The discussions came as the special counsel was building cases against both men, and they raise questions about whether the lawyer, John Dowd, was offering pardons to influence their decisions about whether to plead guilty and cooperate in the investigation.
The talks suggest that Mr. Trump’s lawyers were concerned about what Mr. Flynn and Mr. Manafort might reveal were they to cut a deal with the special counsel, Robert S. Mueller III, in exchange for leniency. Mr. Mueller’s team could investigate the prospect that Mr. Dowd made pardon offers to thwart the inquiry, although legal experts are divided about whether such offers might constitute obstruction of justice.
The NYT says Dowd spoke with Flynn's lawyer, Robert Kelner, last summer "at a time when a grand jury was hearing evidence against Mr. Flynn on a range of potential crimes." Flynn agreed to cooperate with Special Counsel Robert Mueller in late November and pleaded guilty to lying to the FBI in December.
Mr. Dowd has said privately that he did not know why Mr. Flynn had accepted a plea, according to one of the people. He said he had told Mr. Kelner that the president had long believed that the case against Mr. Flynn was flimsy and was prepared to pardon him, the person said.
The pardon discussion with Mr. Manafort’s attorney, Reginald J. Brown, came before his client was indicted in October on charges of money laundering and other financial crimes. Mr. Manafort, the former chairman of Mr. Trump’s presidential campaign, has pleaded not guilty and has told others he is not interested in a pardon because he believes he has done nothing wrong and the government overstepped its authority. Mr. Brown is no longer his lawyer.
The Times does not know if Dowd discussed the pardons with the president, and Dowd is denying the news. So are the president's remaining attorneys.
“There were no discussions. Period,” Mr. Dowd said. “As far as I know, no discussions.”
“Never during the course of my representation of the president have I had any discussions of pardons of any individual involved in this inquiry,” Jay Sekulow, a lawyer for Mr. Trump, said on Wednesday.

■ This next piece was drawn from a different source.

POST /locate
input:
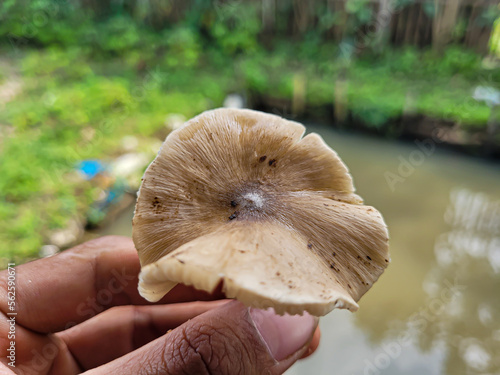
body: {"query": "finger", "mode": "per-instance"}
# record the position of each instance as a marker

Ty Cobb, the White House lawyer dealing with the investigation, added, “I have only been asked about pardons by the press and have routinely responded on the record that no pardons are under discussion or under consideration at the White House.”
But President Trump reportedly has raised the issue of possible pardons with members of his administration.
During interviews with Mr. Mueller’s investigators in recent months, current and former administration officials have recounted conversations they had with the president about potential pardons for former aides under investigation by the special counsel, according to two people briefed on the interviews.
In one meeting with lawyers from the White House Counsel’s Office last year, Mr. Trump asked about the extent of his pardon power, according to a person briefed on the conversation. The lawyers explained that the president’s powers were broad, the person said.